さっさとスムラートに向かわないといけないんだけど。
「んー…」
食材を両手に持って、顔ぎりぎりまで近づけて吟味してるのが一名。
「ルカ、そろそろ馬車乗りたいんだけど」
「んー」
いやいや、そんな生返事されても。
本当食材選びだけは手を抜けないんだから。
こうなったのは数刻前。
「なーレイネ、飯ってどうしてるんだ?」
「行き当たりばったりで適当に、」
「よし、今すぐ食材買いに行くぞ」
と嬉々として俺を引き摺って、手当たり次第に店を物色しだしたのが始まりで。
リオンの店を出たのが日が真上から少しだけ西に傾いた頃。
今は…もうすぐ日が沈む。
そして、俺らの両手は既に食材がぎりぎりまで詰め込まれた袋で手一杯。
重いし、これ以上は持てない。
「ルカ、これだけあれば十分じゃない?
スムラートに行くんだし、ここで焦って買うこともないでしょ」
「待った、あとこれだけ。
………………よし、これにしよう」
やっと決まったようだ。
……これを持って馬車に乗るのか。
「あ、馬車乗る前にもっかい酒場戻らせて。

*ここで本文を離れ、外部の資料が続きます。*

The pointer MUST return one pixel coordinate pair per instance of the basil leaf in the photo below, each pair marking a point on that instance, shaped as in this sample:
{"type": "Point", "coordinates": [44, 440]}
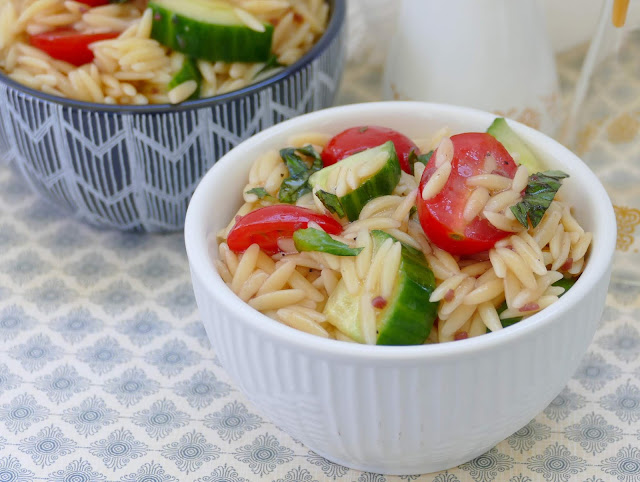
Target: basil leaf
{"type": "Point", "coordinates": [311, 239]}
{"type": "Point", "coordinates": [297, 184]}
{"type": "Point", "coordinates": [539, 193]}
{"type": "Point", "coordinates": [331, 202]}
{"type": "Point", "coordinates": [425, 158]}
{"type": "Point", "coordinates": [259, 191]}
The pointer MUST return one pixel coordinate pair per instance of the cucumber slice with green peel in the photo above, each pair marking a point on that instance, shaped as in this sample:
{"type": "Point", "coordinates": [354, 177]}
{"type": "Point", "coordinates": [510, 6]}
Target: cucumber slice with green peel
{"type": "Point", "coordinates": [383, 179]}
{"type": "Point", "coordinates": [514, 145]}
{"type": "Point", "coordinates": [189, 71]}
{"type": "Point", "coordinates": [209, 30]}
{"type": "Point", "coordinates": [565, 283]}
{"type": "Point", "coordinates": [408, 315]}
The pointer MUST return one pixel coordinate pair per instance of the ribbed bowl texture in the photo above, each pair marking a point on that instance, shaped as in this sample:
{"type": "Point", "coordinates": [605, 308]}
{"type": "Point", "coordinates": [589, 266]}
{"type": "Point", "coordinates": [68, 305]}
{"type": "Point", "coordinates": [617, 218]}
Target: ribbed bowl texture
{"type": "Point", "coordinates": [398, 410]}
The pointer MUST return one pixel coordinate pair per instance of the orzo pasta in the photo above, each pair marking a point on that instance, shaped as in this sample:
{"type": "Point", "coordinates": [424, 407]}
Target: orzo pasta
{"type": "Point", "coordinates": [152, 51]}
{"type": "Point", "coordinates": [363, 238]}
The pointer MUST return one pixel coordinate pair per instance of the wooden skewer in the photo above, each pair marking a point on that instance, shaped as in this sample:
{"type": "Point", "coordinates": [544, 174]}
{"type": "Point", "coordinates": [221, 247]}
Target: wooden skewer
{"type": "Point", "coordinates": [619, 15]}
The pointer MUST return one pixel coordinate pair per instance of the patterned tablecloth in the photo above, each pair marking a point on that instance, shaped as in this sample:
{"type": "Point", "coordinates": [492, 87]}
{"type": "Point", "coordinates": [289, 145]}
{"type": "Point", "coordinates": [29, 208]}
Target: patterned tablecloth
{"type": "Point", "coordinates": [106, 373]}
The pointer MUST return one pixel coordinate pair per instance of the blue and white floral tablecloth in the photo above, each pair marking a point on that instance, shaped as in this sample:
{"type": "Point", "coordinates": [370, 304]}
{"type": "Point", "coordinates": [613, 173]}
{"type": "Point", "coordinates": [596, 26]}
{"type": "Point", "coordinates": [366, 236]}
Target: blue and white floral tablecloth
{"type": "Point", "coordinates": [106, 373]}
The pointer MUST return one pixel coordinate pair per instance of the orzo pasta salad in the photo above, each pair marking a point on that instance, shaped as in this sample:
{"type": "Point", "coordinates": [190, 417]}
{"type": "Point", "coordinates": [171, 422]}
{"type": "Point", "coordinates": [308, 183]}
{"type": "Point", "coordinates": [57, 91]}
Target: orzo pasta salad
{"type": "Point", "coordinates": [153, 51]}
{"type": "Point", "coordinates": [371, 237]}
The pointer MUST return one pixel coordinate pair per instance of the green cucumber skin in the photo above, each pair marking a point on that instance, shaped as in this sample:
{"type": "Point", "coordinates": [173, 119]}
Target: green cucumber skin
{"type": "Point", "coordinates": [565, 283]}
{"type": "Point", "coordinates": [409, 317]}
{"type": "Point", "coordinates": [501, 130]}
{"type": "Point", "coordinates": [227, 43]}
{"type": "Point", "coordinates": [189, 71]}
{"type": "Point", "coordinates": [381, 183]}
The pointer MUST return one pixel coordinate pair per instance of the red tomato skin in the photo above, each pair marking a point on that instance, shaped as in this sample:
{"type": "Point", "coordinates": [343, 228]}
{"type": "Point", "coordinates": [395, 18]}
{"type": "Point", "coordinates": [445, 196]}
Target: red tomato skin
{"type": "Point", "coordinates": [94, 3]}
{"type": "Point", "coordinates": [441, 216]}
{"type": "Point", "coordinates": [69, 45]}
{"type": "Point", "coordinates": [356, 139]}
{"type": "Point", "coordinates": [266, 225]}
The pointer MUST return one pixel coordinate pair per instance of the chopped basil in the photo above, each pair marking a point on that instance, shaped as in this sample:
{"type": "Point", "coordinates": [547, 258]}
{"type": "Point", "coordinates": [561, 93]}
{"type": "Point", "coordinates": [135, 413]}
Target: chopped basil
{"type": "Point", "coordinates": [297, 184]}
{"type": "Point", "coordinates": [540, 191]}
{"type": "Point", "coordinates": [311, 239]}
{"type": "Point", "coordinates": [331, 202]}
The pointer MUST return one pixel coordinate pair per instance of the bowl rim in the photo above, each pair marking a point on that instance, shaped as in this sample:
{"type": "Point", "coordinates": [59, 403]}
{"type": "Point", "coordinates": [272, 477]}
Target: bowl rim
{"type": "Point", "coordinates": [334, 28]}
{"type": "Point", "coordinates": [196, 242]}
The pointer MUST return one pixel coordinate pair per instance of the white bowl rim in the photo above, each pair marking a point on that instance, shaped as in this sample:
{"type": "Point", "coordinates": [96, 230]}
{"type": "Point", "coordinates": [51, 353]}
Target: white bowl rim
{"type": "Point", "coordinates": [597, 268]}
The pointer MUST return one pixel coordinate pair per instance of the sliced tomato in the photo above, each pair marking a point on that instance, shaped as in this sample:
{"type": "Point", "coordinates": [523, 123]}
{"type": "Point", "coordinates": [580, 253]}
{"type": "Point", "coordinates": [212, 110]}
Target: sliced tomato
{"type": "Point", "coordinates": [69, 45]}
{"type": "Point", "coordinates": [358, 139]}
{"type": "Point", "coordinates": [441, 217]}
{"type": "Point", "coordinates": [265, 226]}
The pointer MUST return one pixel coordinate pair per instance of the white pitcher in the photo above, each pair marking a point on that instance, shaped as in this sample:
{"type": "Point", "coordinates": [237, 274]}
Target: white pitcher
{"type": "Point", "coordinates": [494, 55]}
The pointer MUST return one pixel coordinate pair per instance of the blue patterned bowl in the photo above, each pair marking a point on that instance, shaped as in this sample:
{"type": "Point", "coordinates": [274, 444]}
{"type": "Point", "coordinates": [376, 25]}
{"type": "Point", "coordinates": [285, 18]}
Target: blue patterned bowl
{"type": "Point", "coordinates": [136, 167]}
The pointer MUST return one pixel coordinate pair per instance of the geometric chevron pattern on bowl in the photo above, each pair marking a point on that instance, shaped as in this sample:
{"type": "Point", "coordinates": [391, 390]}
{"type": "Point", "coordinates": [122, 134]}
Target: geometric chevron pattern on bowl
{"type": "Point", "coordinates": [78, 356]}
{"type": "Point", "coordinates": [135, 168]}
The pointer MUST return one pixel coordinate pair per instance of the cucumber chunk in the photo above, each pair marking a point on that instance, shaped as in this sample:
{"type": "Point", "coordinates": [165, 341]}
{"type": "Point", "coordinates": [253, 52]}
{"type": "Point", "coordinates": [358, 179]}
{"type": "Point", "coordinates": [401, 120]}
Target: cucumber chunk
{"type": "Point", "coordinates": [408, 316]}
{"type": "Point", "coordinates": [514, 145]}
{"type": "Point", "coordinates": [209, 30]}
{"type": "Point", "coordinates": [189, 71]}
{"type": "Point", "coordinates": [383, 180]}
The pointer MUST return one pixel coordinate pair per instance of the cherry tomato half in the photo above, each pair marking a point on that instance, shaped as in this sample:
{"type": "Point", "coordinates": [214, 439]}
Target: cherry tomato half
{"type": "Point", "coordinates": [68, 44]}
{"type": "Point", "coordinates": [265, 226]}
{"type": "Point", "coordinates": [441, 217]}
{"type": "Point", "coordinates": [358, 139]}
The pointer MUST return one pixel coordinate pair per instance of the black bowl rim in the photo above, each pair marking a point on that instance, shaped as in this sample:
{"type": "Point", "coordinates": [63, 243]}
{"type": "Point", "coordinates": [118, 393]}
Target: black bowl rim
{"type": "Point", "coordinates": [334, 28]}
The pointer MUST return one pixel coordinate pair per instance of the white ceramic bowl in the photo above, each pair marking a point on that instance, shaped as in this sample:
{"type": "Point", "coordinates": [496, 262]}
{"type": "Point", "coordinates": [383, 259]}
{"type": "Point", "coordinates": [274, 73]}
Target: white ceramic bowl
{"type": "Point", "coordinates": [398, 410]}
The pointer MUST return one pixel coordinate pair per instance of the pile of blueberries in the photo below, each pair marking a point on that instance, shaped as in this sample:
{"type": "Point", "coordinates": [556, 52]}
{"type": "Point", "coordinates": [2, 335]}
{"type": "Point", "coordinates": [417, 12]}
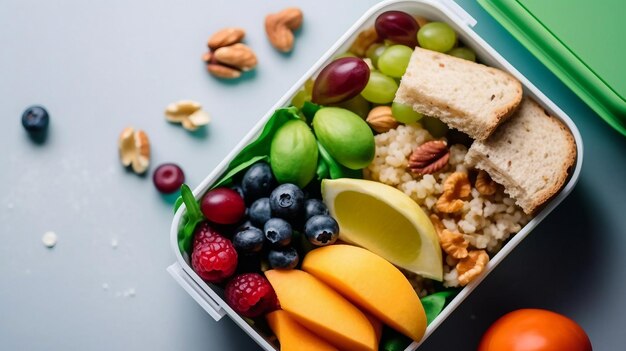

眼鏡忘れた」
だからあんなに顔近かったのか。
ルカの視力は裸眼だとそこに何かあるかないかが分かるぐらい。
俺みたいにすぐ隣にいれば大体の顔は認識出来るみたいだが。
というか、その状態で選んだこの食材たちは大丈夫なんだろうか……。
「馬鹿。何でもっと早く気づかなかったんだよ。さっさと戻るよ」
そう言いながらふと何気なしに後ろに視線を向けた時に異変を感じた。
すぐに前に視線を向けてそのまま歩き出す。
あれは三番隊の後ろに控えていたやつの一人だ。
思わず眉間に皺が寄ったのを気配で感じたのか、
「やっぱり?何かいた?
気配はすると思ってたんだが」
馬鹿。
気付いてたんならもっと早く言え。
ふぅ、と呆れて溜め息を吐きながらあいつが何故いるのかを考える。
話をした隊長らしき奴というか隊長に指示されたのか、はたまた他の奴に指示されたのか、…自分で残ると言ったのか。
隊長は……ないだろう。
ものすっっっごい純粋そうだったし。
多分あいつにそんな考えは浮かばない。
尾行して来てる奴は……ただの冴えない騎士っぽいし、自分でというのはないだろう。
ただ、ここに一人で残されたからにはそれなりの実力はあると見た方がいい。
となると残りは隊長ではない誰かに指示された、というのだが。
まぁ、これが正解だろう。
隊長の隣で座って話を聞いていた奴が可能性は高い。
話をした奴が隊長でいられるのはそいつのお陰かもしれないな。
取り敢えず、酒場戻るか。
どの道、眼鏡取りに行かなきゃなんないし、このままスムラートに行くわけにもいかないからな。
そう思って戻って来たのが間違いだったのか。
扉を開けた瞬間、壁に叩きつけられ首に短剣を当てられた。
何コレ、新しい壁ドン?随分物騒になったな、なんて笑えない状況の中、そんな馬鹿げた発想が浮かぶ。
つか、勢い余ったのか、ちょっと切れてるし。痛い。
隣に視線を寄越すと同じ様な状況のルカが。
さぁ、どういうことだろうとワタシを壁に押さえつけているやつに視線を戻すと、三番隊じゃ、ない。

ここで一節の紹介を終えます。